MCP tool to transcribe audio/video files and generate SRT/VTT captions and OTIO timeline.

External Binaries / Files

This tool requires the following external binaries/files to exist in the execution environment. They are not installed via pip, so obtain them separately.

whisper.cpp Binary

Used for transcription.

  • Place whisper-cli (or the binary name appropriate for your environment) on PATH, or specify the full path in the CLIPWRIGHT_WHISPER environment variable.
  • Obtain: Build from https://github.com/ggerganov/whisper.cpp, or use release binaries.
export CLIPWRIGHT_WHISPER=/path/to/whisper-cli

ggml Model File

Speech recognition model (.bin file) used by whisper.cpp.

  • Specify the full path to the model file in the CLIPWRIGHT_WHISPER_MODEL environment variable. Can be overridden by the model_path parameter at tool invocation.
  • Obtain: Download from https://huggingface.co/ggerganov/whisper.cpp etc.
export CLIPWRIGHT_WHISPER_MODEL=/path/to/ggml-base.bin

ffmpeg

Required to convert audio to 16kHz mono WAV (input format for whisper.cpp).

  • Place ffmpeg on PATH, or specify the full path in the CLIPWRIGHT_FFMPEG environment variable.
export CLIPWRIGHT_FFMPEG=/path/to/ffmpeg

Environment Variables Summary

Environment Variable Purpose Required
CLIPWRIGHT_WHISPER Path to whisper.cpp binary (required if not on PATH) Conditional
CLIPWRIGHT_WHISPER_MODEL Path to ggml model file (model_path parameter takes precedence) Conditional
CLIPWRIGHT_FFMPEG Path to ffmpeg binary (required if not on PATH) Conditional

GPU / CUDA Acceleration

clipwright-transcribe supports GPU-accelerated transcription transparently: simply point CLIPWRIGHT_WHISPER at a CUDA or Metal build of whisper.cpp — no code or parameter changes are required.

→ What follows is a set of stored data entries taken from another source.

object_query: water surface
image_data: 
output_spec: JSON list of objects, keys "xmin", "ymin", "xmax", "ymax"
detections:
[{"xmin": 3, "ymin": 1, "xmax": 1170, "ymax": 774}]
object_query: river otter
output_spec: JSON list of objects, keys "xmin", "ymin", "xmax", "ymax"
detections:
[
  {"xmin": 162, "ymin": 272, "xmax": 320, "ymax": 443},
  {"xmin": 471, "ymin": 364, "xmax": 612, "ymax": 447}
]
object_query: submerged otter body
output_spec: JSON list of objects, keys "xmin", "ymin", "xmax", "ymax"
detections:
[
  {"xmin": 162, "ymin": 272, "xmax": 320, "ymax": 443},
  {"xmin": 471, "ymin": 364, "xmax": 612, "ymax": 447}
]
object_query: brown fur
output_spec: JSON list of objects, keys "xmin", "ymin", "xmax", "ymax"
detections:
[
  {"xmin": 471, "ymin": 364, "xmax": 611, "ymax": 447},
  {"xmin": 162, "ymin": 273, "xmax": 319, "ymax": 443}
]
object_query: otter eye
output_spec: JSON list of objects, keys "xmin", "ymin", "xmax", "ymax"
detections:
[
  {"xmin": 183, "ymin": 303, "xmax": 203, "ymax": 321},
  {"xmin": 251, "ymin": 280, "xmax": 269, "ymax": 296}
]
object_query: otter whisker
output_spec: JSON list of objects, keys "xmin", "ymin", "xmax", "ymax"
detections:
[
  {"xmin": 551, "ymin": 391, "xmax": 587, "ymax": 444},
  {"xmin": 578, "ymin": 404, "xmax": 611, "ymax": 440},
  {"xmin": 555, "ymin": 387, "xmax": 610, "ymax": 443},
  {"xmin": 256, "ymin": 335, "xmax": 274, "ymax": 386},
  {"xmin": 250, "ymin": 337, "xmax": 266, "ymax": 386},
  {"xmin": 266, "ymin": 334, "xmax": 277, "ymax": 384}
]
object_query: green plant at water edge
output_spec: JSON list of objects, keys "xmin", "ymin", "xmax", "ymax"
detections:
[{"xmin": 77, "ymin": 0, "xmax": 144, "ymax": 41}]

Obtaining a CUDA / Metal Binary

Platform How to obtain
Windows (CUDA) Download whisper-cublas-*-bin-x64.zip from whisper.cpp Releases. Extract and set CLIPWRIGHT_WHISPER to the full path of whisper-cli.exe.
Linux (CUDA) Build from source with -DGGML_CUDA=ON: cmake -B build -DGGML_CUDA=ON && cmake --build build -j --config Release. Binary is at build/bin/whisper-cli.
macOS (Metal) brew install whisper-cpp installs a Metal-accelerated build automatically.
# Windows CUDA example
export CLIPWRIGHT_WHISPER=/path/to/whisper-cublas/whisper-cli.exe

# macOS Metal example (after brew install whisper-cpp)
export CLIPWRIGHT_WHISPER=/opt/homebrew/bin/whisper-cli

Confirming GPU / Backend Usage

The tool envelope includes data.backend and data.realtime_factor so you can verify the device actually used at runtime:

{
  "data": {
    "backend": {
      "device": "cuda",
      "detail": "CUDA"
    },
    "realtime_factor": 12.5,
    "whisper_wall_seconds": 14.2
  }
}
  • data.backend.device — one of cuda, metal, cpu, or unknown.
  • data.backend.detail — sanitized fixed device label (CWE-209: no raw stderr / model path). Values: "CUDA" (cuda), "Metal" (metal), "cpu" (cpu), "" (unknown).
  • data.realtime_factoraudio_duration_sec / whisper_wall_seconds. Values above 1.0 mean faster than realtime (e.g. 12.5 means 12.5× faster than realtime); a GPU build typically yields values well above 1.0 while a slow CPU build may fall below 1.0.
  • data.whisper_wall_seconds — raw wall-clock seconds spent in the whisper subprocess.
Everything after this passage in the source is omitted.